‘Highly Unusual’: WHO On Monkeypox Spread Outside Africa Without Travel Links
With the monkeypox cases having surged past the 90-mark in a span of ten days, the WHO has stressed that it was highly unusual to find patients “with no travel links to an endemic area”.
The world health body – stressing that it has expanded its surveillance in non-endemic areas – further pointed out that cases are also being reported from sexual health clinics amongst “men who have sex with men”. The number of patients are expected to increase in the coming days, the UN health agency has said.
Monkeypox – which was first detected in 1958 when outbreaks of a pox-like disease occurred in monkeys kept for research – was largely confined to African nations for many decades. The first case in the United States was reported in 2003.
But since May 13, the virus has been spreading fast across nations. Twelve countries – including nine European nations – have logged 92 cases and 28 cases are suspected. Outside Europe, the US, Canada, Australia and Israel have registered monkeypox patients.
Poland, Belgium, the United Kingdom, France, Germany and the Netherlands, Spain, Sweden and Italy are the European countries where cases have been registered so far.
“The identification of confirmed and suspected cases of monkeypox with no direct travel links to an endemic area represents a highly unusual event. Surveillance to date in non-endemic areas has been limited, but is now expanding. WHO expects that more cases in non-endemic areas will be reported,”
“Epidemiological investigations are ongoing, however, reported cases thus far have no established travel links to endemic areas. Based on currently available information, cases have mainly but not exclusively been identified amongst men who have sex with men (MSM) seeking care in primary care and sexual health clinics.”
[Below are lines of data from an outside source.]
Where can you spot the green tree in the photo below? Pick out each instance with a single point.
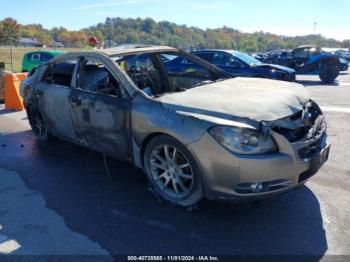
(9, 31)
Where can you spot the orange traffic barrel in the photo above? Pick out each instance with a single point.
(13, 100)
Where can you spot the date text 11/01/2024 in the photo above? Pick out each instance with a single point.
(173, 258)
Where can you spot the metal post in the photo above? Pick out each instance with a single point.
(109, 24)
(11, 58)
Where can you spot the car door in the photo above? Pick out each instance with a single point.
(53, 93)
(101, 110)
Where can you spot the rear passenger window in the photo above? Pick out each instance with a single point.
(93, 76)
(61, 73)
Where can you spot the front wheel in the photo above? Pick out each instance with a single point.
(172, 171)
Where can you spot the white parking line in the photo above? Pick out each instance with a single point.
(336, 109)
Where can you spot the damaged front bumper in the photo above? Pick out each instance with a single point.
(232, 177)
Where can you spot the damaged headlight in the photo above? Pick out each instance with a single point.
(243, 140)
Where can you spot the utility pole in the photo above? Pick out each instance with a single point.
(314, 29)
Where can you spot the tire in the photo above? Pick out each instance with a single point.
(37, 124)
(328, 73)
(175, 179)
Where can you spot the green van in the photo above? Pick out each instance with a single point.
(33, 59)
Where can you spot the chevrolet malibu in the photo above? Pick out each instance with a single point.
(196, 134)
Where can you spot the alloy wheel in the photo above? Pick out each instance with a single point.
(171, 171)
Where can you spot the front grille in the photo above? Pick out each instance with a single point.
(268, 186)
(293, 135)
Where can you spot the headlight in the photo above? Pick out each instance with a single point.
(243, 140)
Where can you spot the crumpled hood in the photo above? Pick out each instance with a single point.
(257, 99)
(278, 67)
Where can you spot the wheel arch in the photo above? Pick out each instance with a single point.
(151, 136)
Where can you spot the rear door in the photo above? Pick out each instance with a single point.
(101, 110)
(53, 93)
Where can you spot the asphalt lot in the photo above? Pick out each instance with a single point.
(57, 199)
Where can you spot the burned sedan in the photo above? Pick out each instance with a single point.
(195, 134)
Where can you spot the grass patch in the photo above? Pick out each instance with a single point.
(17, 56)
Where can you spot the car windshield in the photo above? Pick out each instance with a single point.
(245, 58)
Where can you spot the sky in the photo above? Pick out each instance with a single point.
(283, 17)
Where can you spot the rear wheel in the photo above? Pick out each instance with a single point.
(329, 72)
(172, 171)
(37, 124)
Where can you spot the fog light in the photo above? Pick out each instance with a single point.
(256, 187)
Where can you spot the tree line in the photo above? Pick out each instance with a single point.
(148, 31)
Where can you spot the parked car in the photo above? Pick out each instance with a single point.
(32, 60)
(197, 133)
(240, 64)
(343, 54)
(343, 65)
(310, 59)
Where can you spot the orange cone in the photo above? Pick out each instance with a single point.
(13, 100)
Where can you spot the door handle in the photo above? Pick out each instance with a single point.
(75, 101)
(39, 93)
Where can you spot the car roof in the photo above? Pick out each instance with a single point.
(134, 49)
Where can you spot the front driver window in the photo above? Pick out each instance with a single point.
(143, 71)
(60, 73)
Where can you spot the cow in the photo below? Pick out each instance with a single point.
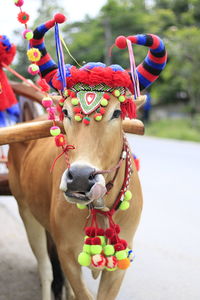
(90, 173)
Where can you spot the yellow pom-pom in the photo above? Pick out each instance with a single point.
(34, 54)
(124, 205)
(128, 196)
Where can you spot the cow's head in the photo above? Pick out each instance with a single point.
(98, 146)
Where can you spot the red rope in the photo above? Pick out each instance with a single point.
(65, 151)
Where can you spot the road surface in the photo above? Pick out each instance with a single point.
(167, 243)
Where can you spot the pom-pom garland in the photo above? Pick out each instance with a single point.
(34, 54)
(23, 17)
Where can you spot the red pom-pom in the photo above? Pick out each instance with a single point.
(59, 18)
(119, 247)
(117, 228)
(60, 140)
(120, 42)
(106, 96)
(88, 241)
(113, 240)
(77, 109)
(124, 243)
(96, 241)
(90, 231)
(100, 231)
(43, 84)
(71, 94)
(109, 232)
(132, 38)
(23, 17)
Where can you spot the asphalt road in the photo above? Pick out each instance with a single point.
(167, 243)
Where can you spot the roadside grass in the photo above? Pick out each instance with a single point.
(180, 129)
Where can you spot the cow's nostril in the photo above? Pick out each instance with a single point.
(69, 175)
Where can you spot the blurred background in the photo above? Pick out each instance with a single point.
(167, 244)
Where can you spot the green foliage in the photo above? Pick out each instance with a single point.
(181, 129)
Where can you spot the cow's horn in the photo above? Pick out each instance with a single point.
(149, 70)
(46, 64)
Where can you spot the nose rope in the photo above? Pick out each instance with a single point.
(65, 151)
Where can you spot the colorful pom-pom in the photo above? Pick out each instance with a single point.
(109, 250)
(23, 17)
(47, 102)
(84, 259)
(19, 3)
(43, 84)
(96, 249)
(124, 205)
(33, 69)
(100, 231)
(55, 130)
(78, 117)
(123, 264)
(28, 34)
(77, 109)
(121, 254)
(106, 96)
(97, 117)
(96, 241)
(86, 248)
(128, 196)
(34, 54)
(81, 206)
(101, 110)
(120, 42)
(111, 262)
(59, 18)
(109, 232)
(119, 247)
(74, 101)
(121, 98)
(104, 102)
(60, 140)
(116, 93)
(98, 261)
(86, 120)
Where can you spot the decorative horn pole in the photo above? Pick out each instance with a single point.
(46, 64)
(149, 70)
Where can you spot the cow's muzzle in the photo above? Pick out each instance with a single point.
(80, 184)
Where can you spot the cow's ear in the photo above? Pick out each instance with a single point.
(140, 101)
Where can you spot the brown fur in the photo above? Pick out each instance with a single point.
(37, 190)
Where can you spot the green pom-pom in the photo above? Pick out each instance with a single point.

The virus – which does not spread easily between people, according to experts – enters the body through respiratory tract, broken skin, or mucous membrane.
According to the top medical body in the US, the CDC, the first human case of monkeypox was “recorded in 1970 in the Democratic Republic of Congo during a period of intensified effort to eliminate smallpox. Since then monkeypox has been reported in humans in other central and western African countries.”
Benin, Cameroon, the Central African Republic, the Democratic Republic of the Congo, Gabon, Ghana (identified in animals only), Côte d’Ivoire, Liberia, Nigeria, the Republic of the Congo, and Sierra Leone are the nations identified by the WHO as the endemic countries.